We agree with the district court that Utah law does not impose a duty for an EMT Basic even with Advanced Cardiac Life Support (ACLS) training to intubate a patient in Utah. The law in Utah, that intubation is not within the scope of practice of an EMT Basic, does not yield to the standards of the ACLS Handbook nor to the operating procedures of the military clinic. See Gammill v. United States, 727 F.2d 950, 953 n.4 (10th Cir. 1984) ("It would be anomalous for us to infer a private right of action based upon [an Army regulation and Standard Operating Procedure] after having found no such right attaching to the underlying civilian laws."). Because there is no comparable liability for private persons in Utah, there can be no liability for the government under the FTCA, and thus the district court correctly dismissed this claim for lack of subject matter jurisdiction.
Finally, the Fullmers assert that the FTCA's discretionary function exception does not apply to the medical clinic in its allegedly negligent treatment of Mrs. Fullmer. Under the FTCA, sovereign immunity is not waived for "[a]ny claim . . . based upon the exercise or performance or the failure to exercise or perform a discretionary function or duty on the part of a federal agency . . . , whether or not the discretion involved be abused." 28 U.S.C. § 2680(a). If the discretionary function exception applies, the district court lacks subject matter jurisdiction over the claim. See Tippett v. United States, 108 F.3d 1194, 1196 (10th Cir. 1997). To determine whether the discretionary function exception applies, we must decide "(1) whether the action at issue was one of choice for the government employee; and (2) if the conduct involved such an element of judgment, 'whether that judgment is of the kind that the discretionary function exception was designed to shield.'" Id. at 1197 (quoting Berkovitz v. United States, 486 U.S. 531, 536 (1988)). "The exception . . . protects only governmental actions and decisions based on considerations of public policy." Berkovitz, 486 U.S. at 537.
In essence, the Fullmers claim that the government was negligent in failing to have someone constantly available at the clinic whose scope of duties included intubation.
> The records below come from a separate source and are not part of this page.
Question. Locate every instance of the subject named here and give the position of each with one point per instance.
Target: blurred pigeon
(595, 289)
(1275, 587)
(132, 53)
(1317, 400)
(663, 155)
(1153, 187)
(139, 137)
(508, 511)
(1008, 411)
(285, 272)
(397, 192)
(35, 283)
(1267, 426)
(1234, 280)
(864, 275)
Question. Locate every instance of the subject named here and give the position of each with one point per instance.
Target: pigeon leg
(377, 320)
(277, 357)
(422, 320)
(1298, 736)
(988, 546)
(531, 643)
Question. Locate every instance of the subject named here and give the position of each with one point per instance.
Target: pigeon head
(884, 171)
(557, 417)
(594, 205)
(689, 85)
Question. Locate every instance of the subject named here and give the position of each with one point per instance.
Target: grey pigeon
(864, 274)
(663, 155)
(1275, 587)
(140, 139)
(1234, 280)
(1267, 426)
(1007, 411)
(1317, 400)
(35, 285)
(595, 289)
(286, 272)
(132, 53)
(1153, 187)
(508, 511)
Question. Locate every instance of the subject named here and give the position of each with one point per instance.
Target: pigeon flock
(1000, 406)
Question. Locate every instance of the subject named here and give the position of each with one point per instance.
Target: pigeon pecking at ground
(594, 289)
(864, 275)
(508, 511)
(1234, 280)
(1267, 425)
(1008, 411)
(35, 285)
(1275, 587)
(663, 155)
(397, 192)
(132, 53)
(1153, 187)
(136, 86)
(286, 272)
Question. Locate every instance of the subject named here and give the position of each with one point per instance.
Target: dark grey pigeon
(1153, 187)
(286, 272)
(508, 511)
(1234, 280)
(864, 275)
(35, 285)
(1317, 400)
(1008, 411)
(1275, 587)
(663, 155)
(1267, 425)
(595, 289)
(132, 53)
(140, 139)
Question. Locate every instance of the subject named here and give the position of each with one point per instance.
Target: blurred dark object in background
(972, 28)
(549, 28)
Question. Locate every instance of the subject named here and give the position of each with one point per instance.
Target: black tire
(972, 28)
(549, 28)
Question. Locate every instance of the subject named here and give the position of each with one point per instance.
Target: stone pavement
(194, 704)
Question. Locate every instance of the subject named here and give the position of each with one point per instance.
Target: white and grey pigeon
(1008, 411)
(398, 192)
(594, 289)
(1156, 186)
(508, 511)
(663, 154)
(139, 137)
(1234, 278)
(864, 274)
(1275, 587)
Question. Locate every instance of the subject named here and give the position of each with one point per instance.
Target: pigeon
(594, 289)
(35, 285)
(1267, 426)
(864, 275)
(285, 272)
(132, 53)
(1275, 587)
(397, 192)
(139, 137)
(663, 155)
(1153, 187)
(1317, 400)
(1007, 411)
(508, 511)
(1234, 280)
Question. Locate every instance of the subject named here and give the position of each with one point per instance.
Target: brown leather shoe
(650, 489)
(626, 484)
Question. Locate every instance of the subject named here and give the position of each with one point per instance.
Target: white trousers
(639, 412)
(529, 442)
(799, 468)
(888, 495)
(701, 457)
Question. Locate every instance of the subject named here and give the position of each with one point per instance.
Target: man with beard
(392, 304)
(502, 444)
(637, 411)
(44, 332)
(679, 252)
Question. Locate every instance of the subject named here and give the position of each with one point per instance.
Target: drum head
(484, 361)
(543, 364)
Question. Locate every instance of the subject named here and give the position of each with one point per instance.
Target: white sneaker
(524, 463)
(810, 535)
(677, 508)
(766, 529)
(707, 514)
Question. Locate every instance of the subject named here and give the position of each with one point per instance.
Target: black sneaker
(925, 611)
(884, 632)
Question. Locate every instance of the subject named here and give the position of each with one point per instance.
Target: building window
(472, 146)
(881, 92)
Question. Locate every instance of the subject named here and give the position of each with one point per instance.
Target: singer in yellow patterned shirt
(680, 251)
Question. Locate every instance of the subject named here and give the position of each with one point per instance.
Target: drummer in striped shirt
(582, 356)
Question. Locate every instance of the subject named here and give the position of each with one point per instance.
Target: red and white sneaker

The Fullmers agree that the first prong of the discretionary function test is met, but contend that the second prong of the test is not met because medical decisions fall outside considerations of public policy. They find support for this in Barnson v. United States, 816 F.2d 549, 553 (10th Cir. 1987), where we acknowledged that decisions involving medical treatment do not come within the exception. However, the government's staffing decisions at the clinic were not medical treatment decisions. Instead, they were, as the district court found, based upon military policy considerations which satisfy the second prong of the discretionary function exception test. See Black Hills Aviation, Inc. v. United States, 34 F.3d 968, 976 (10th Cir. 1994). Therefore the district court correctly dismissed this claim for lack of subject matter jurisdiction.
Entered for the Court
Paul J. Kelly, Jr.
*. This order and judgment is not binding precedent, except under the doctrines of law of the case, res judicata, and collateral estoppel. This court generally disfavors the citation of orders and judgments; nevertheless, an order and judgment may be cited under the terms and conditions of 10th Cir. R. 36.3.